O que não diz, e os partidos não exigiram que dissesse antes de o aprovar, é:

  1. Quanto é o valor de cativações total à disposição do ministro das Finanças?
  2. Quais são as áreas em que são aplicados os cortes?
  3. Quais são os serviços que são afetados e de que forma?

Ou seja, os cortes são na Defesa? Na Administração Interna? Nos Transportes? Nada no Orçamento dizia isso. Desde cedo, ainda durante o correr do ano, o Governo foi questionado sobre onde seriam feitos estes cortes. Mário Centeno e João Leão, secretário de Estado do Orçamento, responderam sempre a uma outra pergunta: ao que não foi cortado. Saúde e Educação, repetiram sempre, não sofriam cativações.
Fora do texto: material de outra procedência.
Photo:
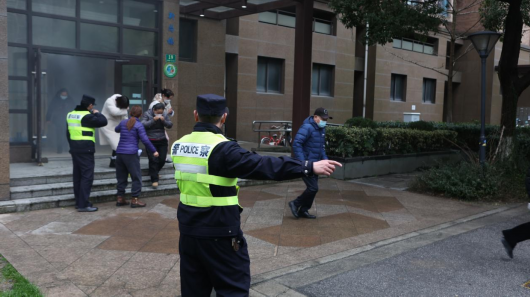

Por lei, o Serviço Nacional de Saúde e o Ensino Superior não podem ser alvos de cativações.

O Parlamento acabou por aprovar, como tem feito sempre, as cativações sem grande discussão, sem saber o poder total que estavam a dar ao ministro das Finanças, outra das questões que se colocou em relação a 2016: o Parlamento deixou 1733 milhões de euros congelados desde o início do ano, dependentes de uma autorização do ministro das Finanças para serem usados.

Nunca antes tinha sido aprovado um valor tão alto de congelamentos ao início do ano. O mais perto que esteve disso foi, mais uma vez, 2010, ano em que o Governo pediu, e obteve, autorização para deixar congelados 1377,3 milhões de euros. No final do ano, 822,9 milhões de euros não foram descativados, tornando-se cortes permanentes.